While it is true that a pulley confers an advantage in terms of how much force you need to exert to move something, the nature of machines is that an advantage in one place is accompanied by a disadvantage in another. In practical terms, this meant that instead of hauling Fremd a distance of twenty yards, we pulled one-quarter of Fremd’s weight for four times the distance in rope.
When we were finished, Usha and I were trembling with the effort—my muscles felt like jelly and it seemed to take all my remaining energy to just breathe—but Fremd was well clear of the cellar. That said, Fremd and Usha and I were still too close to the inn.

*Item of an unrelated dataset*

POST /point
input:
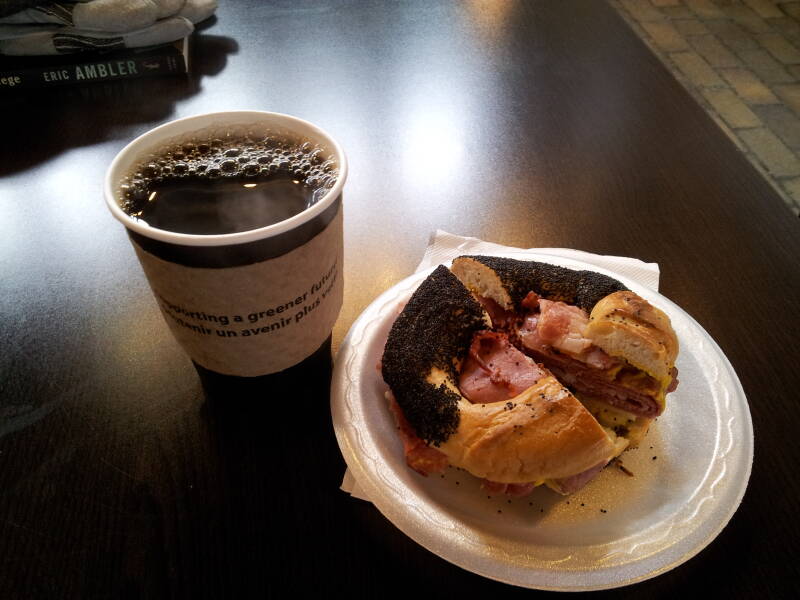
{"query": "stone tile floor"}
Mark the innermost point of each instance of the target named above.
(741, 60)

I looked up at the sky, and saw it was filled with angry red sparks and glowing orange gases being belched from the top of the vertical shaft that ran the height of the structure, and it occurred to me that the sight must be visible for some distance.
I turned my head to look around, and saw that Usha had stepped away to talk to some townfolk, who had gathered at a safe distance to see the conflagrating spectacle. Now, a few of them broke away from the group to join Usha as she returned to where I was now trying to untie Fremd, and meeting with little success. My fingers could barely move.
“Here he is,” I heard her say. “He’s been rendered unconscious by Malon’s men. Please get him away from here and take care of him.”
“We will, miss Usha,” said one of the group that had come with her as another man gently moved me aside and started working on the rope around Fremd’s ankles. I found I could not gain my feet, so I sat down there, in the dirt.
Moments later, a litter appeared. Fremd was placed in it and taken away. Usha knelt next to me and kissed me gently on the cheek. Thus renewed, I felt strong enough to rise to my feet, and did, if unsteadily.
I then turned and took a good look at Usha, and I smiled. The frock she had taken from mother Malon was burned in places, most of Usha’s red hair had been singed away, and black soot covered much of her face, her arms, and her legs. But she was alive! And she was looking at me and smiling, too.
I was sure I looked just as hard-ridden.
“What now, milady?” I asked Usha, with mock formality. Her immediate reaction was to roll her eyes. Then her smile got even bigger.
“I suggest we make ourselves scarce,” she said. “Malon’s going to be pretty upset about us burning down his inn and me doing what I did to his mother.”
“Lead the way,” I said. My questions—and a whole lot of rest—could wait until later.